Clide was growing sick to death of the miserable business. He had been more than two months now stationed at his post. Isabel’s illness had made two-thirds of that time utterly useless to him; but it was now a full week since the doctor had declared her convalescent, and he seemed no nearer the solution of her identity than when he first descried her through the panel of the door. He determined at last one morning to go in and speak out his mind to the medical man. He told him that he insisted on an interview with Mr. Percival, or else he would take steps in the matter which might be disagreeable to all parties. It was quite inexplicable, he said, that they should not have been able to find an opportune moment or letting him approach the patient all this time, and the persistent obstacles that were thrown in the way of an interview with the man who called himself her guardian led him to infer that both Mr. Percival and the doctor were in league to prevent her identity being tested and established.

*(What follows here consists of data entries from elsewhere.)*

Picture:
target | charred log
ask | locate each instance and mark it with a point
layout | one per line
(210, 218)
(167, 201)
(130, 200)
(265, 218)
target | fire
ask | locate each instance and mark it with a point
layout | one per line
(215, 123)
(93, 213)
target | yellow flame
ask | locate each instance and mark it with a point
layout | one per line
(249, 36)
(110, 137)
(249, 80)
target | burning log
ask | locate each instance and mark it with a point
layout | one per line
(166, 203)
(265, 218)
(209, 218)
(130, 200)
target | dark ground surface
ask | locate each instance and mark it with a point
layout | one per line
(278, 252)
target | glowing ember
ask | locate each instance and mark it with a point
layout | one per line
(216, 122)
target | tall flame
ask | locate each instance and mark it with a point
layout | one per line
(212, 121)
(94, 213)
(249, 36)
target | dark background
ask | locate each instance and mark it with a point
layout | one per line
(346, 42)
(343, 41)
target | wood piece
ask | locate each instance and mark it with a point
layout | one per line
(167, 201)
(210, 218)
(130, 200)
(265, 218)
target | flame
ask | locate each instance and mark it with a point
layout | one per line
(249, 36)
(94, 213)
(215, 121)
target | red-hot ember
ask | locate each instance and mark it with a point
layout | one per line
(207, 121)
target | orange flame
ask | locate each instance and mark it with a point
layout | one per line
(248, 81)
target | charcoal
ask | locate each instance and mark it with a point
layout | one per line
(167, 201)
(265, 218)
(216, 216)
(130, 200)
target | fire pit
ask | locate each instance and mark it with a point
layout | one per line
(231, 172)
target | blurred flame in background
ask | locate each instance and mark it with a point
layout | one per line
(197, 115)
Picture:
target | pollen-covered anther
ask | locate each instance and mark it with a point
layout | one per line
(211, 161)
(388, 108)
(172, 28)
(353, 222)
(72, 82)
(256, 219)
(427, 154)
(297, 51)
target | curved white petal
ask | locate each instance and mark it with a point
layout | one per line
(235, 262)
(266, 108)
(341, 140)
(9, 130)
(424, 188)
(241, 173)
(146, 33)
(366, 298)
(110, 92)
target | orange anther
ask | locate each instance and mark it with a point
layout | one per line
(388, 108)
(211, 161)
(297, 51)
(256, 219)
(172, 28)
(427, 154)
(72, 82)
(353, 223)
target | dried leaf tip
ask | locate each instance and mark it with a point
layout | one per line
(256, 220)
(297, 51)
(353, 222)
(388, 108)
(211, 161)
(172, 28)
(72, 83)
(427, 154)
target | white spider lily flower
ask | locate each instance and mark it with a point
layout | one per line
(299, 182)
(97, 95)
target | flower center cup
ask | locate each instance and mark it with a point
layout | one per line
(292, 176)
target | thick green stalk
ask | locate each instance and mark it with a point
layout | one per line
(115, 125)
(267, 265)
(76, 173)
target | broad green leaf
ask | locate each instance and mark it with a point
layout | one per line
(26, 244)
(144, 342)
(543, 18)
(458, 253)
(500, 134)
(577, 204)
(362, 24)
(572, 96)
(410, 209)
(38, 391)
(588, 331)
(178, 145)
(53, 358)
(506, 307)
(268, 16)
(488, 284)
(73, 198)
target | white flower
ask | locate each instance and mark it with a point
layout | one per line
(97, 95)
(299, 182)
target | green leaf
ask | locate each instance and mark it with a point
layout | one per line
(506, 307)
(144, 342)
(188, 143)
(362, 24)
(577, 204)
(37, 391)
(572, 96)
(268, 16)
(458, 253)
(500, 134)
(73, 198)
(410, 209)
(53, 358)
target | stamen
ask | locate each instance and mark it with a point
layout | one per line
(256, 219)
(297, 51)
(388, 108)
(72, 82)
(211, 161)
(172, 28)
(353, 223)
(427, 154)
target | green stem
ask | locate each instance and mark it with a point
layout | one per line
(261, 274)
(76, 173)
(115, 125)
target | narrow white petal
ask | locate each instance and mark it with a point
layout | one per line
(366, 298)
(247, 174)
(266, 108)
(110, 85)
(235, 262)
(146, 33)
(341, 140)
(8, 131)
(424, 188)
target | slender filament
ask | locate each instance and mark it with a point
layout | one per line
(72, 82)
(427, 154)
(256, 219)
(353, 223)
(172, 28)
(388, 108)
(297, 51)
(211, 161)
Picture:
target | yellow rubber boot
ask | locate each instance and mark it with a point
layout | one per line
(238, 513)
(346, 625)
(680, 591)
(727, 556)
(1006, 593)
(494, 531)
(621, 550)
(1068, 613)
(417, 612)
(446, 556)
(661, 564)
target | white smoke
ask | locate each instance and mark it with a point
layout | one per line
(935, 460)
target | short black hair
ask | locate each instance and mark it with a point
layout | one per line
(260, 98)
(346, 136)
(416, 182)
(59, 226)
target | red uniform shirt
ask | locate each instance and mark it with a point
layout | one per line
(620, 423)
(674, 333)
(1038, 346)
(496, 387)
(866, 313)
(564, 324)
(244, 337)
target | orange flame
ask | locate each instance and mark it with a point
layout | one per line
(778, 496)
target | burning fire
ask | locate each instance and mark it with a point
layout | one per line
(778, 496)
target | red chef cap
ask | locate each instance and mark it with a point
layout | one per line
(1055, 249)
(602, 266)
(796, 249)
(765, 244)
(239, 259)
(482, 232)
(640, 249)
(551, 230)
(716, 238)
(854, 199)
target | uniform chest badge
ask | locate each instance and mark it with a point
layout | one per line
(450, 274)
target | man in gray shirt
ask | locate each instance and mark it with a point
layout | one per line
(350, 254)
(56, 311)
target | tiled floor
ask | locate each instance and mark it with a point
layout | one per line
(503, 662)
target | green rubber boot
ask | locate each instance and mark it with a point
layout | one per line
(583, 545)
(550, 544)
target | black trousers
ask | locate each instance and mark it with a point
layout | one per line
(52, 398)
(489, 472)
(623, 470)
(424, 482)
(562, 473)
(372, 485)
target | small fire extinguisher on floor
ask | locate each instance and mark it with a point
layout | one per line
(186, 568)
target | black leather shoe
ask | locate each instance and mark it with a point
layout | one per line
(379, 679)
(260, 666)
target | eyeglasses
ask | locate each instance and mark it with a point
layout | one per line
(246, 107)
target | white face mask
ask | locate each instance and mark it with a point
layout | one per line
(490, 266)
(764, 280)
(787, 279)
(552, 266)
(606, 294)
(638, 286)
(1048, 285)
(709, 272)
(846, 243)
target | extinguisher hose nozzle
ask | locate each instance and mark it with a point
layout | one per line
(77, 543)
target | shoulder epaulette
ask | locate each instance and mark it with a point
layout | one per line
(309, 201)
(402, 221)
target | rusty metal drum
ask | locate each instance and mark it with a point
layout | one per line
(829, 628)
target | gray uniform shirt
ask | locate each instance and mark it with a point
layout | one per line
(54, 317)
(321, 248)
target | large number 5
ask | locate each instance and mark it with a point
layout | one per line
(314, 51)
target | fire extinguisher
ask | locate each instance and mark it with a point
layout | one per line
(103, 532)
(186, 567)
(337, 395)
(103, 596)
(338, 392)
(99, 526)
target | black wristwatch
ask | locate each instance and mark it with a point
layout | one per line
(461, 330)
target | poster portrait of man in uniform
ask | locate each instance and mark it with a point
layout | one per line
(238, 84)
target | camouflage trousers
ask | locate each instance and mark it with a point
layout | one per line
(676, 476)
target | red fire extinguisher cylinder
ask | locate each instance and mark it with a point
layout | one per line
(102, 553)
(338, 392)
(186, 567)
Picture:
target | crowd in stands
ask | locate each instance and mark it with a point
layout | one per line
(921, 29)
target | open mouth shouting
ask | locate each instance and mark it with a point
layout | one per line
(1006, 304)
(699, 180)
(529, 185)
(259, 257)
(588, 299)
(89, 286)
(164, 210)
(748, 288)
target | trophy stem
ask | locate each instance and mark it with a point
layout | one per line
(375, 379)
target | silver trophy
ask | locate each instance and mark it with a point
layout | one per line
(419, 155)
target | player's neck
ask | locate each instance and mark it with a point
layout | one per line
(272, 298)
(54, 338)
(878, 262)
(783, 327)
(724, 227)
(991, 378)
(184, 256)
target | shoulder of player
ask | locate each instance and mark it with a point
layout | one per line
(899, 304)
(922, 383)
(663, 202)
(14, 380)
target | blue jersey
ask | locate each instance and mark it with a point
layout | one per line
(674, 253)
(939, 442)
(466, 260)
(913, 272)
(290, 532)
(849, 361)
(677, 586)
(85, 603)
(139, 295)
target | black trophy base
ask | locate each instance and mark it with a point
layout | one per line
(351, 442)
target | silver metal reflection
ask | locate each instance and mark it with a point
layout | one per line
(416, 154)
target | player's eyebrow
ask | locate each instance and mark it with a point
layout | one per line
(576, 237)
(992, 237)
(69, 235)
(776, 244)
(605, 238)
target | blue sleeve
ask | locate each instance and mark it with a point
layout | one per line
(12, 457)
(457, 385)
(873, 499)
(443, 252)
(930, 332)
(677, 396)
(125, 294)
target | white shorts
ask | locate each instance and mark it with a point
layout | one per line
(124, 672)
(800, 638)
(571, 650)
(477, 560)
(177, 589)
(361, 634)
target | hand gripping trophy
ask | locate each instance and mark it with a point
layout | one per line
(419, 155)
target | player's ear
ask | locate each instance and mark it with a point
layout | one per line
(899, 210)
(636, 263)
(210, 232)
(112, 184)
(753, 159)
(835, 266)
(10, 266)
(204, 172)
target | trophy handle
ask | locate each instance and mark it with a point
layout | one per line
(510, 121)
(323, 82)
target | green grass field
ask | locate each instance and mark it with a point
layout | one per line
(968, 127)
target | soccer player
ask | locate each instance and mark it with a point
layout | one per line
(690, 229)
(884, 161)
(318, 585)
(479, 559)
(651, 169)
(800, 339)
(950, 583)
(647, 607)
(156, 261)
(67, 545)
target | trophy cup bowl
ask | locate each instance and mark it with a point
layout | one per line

The effect of this broadside was startling. But although it took the doctor entirely by surprise, it did not throw him off his guard or disturb his presence of mind. He looked at the speaker for a moment in silence, and then said in a perfectly cool and collected manner:

“I see there is no use in playing

at this game any longer. I have humored you up to this, and borne with your mania, because I knew it was a mania. It has been plain to me from the third time I saw you, Mr. de Winton, that you were yourself the victim of a delusion and an eligible candidate for a lunatic asylum. I have prevented Mr. Percival from taking steps to have you confined—the law empowers us to do so when a madman threatens the security and honor of another—because I hoped the monomania would wear itself out with patience. I find I have been mistaken. I shall interfere no farther with Mr. Percival in his legitimate desire to protect the lady who is under my care from your persistent persecution. She is no more your wife than she is mine. Your story about her is as groundless as the ravings of a man in fever.”

While the doctor delivered himself of this attack Clide stared at him in stupefaction. He saw the medical man’s glance fixed on him with the expression of one who was versed in the art of reading the mind through that lucid and faithful interpreter—the eye. But though he was both shocked and indignant, he was not a whit frightened; he bore the scrutiny without flinching, without dropping his lid once.

“You are a clever tactician, I see,” he said coolly. “Carrying the war into the enemy’s country is one of the desperate strategies of a daring general, but it is sometimes more fatal to the invader than to the invaded. You have now thrown off the mask and shown me exactly what manner of man I have to deal with, and I shall resort to other means than those I have hitherto employed for seeing the patient whom I am now absolutely

and fully convinced is no other than my unhappy wife.”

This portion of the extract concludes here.